Many people probably looked up in fear, but it was too late. Perhaps 30,000 people burst into flame and vaporized. Repeated warning signals that catastrophe was imminent had been misunderstood. People believed authorities who, in fact, knew little more than they themselves did.
Like a thief in the night
Today Saint Pierre is a colorful curiosity, known for black-sand beaches, seaside restaurants and charred vestiges of buildings destroyed in 1902. This town can remind us of warnings in the Bible.

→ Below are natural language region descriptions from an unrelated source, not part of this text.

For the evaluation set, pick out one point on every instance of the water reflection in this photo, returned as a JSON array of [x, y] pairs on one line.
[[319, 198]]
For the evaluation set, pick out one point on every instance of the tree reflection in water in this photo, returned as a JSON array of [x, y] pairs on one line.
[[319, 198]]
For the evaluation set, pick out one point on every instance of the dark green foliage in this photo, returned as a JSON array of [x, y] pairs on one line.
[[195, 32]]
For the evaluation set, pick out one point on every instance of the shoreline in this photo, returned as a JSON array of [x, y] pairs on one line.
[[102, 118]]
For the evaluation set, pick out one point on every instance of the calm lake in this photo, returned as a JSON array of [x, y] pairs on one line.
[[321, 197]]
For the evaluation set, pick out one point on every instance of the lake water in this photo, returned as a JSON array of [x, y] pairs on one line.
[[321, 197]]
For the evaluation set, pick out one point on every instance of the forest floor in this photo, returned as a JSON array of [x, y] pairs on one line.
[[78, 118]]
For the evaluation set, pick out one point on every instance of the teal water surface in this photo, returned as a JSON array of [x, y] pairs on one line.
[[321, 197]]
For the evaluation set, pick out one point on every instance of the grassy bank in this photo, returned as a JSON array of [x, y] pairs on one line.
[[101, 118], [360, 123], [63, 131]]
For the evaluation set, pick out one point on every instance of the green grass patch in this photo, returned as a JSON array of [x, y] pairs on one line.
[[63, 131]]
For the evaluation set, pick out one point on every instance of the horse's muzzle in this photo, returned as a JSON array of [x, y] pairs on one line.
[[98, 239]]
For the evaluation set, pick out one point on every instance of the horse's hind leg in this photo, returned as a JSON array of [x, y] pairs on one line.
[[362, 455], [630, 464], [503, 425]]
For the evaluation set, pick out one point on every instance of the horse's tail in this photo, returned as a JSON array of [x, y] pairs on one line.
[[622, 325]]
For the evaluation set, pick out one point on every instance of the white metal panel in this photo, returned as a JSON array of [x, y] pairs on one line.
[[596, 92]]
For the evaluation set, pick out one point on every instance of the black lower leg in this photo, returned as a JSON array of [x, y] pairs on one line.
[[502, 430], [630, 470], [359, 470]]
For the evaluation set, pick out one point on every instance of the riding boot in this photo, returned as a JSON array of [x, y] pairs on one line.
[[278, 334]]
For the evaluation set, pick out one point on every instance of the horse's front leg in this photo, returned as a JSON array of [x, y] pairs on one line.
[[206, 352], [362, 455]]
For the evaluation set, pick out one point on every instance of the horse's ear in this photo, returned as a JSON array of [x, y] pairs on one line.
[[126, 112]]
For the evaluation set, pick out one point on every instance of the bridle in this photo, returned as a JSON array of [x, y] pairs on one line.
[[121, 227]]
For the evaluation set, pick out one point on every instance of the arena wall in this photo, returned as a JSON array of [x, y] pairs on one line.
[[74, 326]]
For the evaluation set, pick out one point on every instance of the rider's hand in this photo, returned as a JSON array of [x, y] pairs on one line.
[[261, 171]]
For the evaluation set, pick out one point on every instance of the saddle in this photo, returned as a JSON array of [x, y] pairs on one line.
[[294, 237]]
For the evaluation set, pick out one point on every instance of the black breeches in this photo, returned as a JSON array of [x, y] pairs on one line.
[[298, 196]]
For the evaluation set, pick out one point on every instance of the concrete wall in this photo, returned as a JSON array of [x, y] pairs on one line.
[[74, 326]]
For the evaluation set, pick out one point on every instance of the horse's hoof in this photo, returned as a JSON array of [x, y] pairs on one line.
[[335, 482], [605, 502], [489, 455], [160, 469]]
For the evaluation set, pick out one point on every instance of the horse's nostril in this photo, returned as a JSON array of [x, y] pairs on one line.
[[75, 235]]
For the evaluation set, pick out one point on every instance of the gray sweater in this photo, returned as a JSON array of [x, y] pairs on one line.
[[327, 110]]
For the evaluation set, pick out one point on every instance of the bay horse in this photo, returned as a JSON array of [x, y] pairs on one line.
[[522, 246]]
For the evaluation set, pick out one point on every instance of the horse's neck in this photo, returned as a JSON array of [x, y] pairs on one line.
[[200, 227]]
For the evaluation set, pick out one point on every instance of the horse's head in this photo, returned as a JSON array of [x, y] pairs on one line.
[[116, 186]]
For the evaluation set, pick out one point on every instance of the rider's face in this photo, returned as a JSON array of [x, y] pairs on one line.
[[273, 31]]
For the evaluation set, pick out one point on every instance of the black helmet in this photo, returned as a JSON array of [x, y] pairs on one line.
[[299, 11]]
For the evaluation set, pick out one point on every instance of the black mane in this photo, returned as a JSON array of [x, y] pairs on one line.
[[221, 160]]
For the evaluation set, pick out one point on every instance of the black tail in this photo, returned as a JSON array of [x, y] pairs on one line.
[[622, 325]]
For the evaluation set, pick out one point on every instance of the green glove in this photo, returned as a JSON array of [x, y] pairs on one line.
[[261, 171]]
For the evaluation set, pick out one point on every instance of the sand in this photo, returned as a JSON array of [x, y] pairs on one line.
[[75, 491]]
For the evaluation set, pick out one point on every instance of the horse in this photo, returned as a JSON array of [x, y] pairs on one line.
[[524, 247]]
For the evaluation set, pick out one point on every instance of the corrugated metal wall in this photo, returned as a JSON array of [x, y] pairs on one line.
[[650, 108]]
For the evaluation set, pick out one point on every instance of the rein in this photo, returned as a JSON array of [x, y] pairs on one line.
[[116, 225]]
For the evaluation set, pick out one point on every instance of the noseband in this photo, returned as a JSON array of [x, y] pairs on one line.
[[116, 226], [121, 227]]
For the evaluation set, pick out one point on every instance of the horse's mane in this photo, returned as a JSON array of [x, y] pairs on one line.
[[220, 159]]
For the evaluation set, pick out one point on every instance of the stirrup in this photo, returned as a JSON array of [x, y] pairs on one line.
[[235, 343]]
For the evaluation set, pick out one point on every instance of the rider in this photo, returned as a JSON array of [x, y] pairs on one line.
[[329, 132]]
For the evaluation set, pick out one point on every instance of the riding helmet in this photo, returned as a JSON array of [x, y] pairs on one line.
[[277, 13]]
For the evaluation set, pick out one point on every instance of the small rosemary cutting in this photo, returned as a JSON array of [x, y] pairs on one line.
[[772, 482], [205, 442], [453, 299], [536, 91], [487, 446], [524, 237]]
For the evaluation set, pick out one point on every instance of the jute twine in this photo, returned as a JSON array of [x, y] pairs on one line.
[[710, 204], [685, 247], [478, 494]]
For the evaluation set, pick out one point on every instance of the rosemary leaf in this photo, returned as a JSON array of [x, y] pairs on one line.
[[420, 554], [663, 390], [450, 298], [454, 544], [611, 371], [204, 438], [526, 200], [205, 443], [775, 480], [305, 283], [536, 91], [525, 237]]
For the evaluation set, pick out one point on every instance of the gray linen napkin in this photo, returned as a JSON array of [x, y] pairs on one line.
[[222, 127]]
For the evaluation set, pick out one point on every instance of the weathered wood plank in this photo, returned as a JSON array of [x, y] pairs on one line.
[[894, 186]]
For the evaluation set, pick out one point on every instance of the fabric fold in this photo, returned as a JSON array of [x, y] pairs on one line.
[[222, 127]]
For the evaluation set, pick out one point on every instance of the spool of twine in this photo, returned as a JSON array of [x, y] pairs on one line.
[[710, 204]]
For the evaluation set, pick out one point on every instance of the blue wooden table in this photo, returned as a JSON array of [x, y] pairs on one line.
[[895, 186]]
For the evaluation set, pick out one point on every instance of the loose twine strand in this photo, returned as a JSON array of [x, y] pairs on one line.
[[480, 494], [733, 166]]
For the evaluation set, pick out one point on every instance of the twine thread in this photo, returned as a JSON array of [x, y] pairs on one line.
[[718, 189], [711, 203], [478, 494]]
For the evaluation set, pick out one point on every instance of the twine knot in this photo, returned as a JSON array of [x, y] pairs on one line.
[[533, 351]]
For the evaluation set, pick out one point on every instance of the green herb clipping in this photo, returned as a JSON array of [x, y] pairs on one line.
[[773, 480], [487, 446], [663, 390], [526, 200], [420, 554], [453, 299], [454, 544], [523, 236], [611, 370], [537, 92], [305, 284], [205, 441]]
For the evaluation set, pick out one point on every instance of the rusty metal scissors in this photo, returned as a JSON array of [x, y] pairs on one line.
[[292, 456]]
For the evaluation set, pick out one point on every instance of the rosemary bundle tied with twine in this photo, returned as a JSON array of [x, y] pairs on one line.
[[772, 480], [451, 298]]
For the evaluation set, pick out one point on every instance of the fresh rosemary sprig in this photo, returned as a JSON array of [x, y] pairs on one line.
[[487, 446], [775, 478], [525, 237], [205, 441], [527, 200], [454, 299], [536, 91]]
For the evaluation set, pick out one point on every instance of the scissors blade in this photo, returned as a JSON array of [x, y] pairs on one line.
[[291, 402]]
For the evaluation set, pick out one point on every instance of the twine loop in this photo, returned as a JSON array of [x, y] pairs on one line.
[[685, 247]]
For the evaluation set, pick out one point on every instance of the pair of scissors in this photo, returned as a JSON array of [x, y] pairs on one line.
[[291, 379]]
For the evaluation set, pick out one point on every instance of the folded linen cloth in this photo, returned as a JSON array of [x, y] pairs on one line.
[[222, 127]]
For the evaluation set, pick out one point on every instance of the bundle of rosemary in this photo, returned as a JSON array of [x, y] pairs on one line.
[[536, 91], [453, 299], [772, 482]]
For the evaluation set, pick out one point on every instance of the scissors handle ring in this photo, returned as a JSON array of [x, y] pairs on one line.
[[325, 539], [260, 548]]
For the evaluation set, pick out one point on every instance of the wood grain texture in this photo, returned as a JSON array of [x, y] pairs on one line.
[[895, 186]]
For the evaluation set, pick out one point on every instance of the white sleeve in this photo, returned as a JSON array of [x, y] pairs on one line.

The Bible predicts a time of great calamity just before the return of Christ—the event that will finally usher in a period of worldwide tranquility. Many people will be deceived and swept to their deaths by the preceding catastrophes, called the Day of the Lord. They will be complacent from ignorance and false reassurances that they will be safe. They’ll ignore the signs.
Paul told Christians of his day: “But concerning the times and the seasons, brethren, you have no need that I should write to you. For you yourselves know perfectly that the day of the Lord so comes as a thief in the night. For when they say, ‘Peace and safety!’ then sudden destruction comes upon them. ... And they shall not escape” (1 Thessalonians 5:1-3).
In those fearful times ahead, authorities will promise that if people will only believe and follow them, all will be well. Most will be distracted and deceived.
Jesus predicted, “But as the days of Noah were, so also will the coming of the Son of Man be. For as in the days before the flood, they were eating and drinking, marrying and giving in marriage, until the day that Noah entered the ark, and did not know until the flood came and took them all away, so also will the coming of the Son of Man be” (Matthew 24:37-39).
Heeding the warnings
It is vital to heed the prophetic warnings inspired by our Creator (2 Peter 1:19). The Bible reveals warning signs to which we must pay attention.
As you watch world events in light of prophecy, remember the lesson of Saint Pierre in Martinique.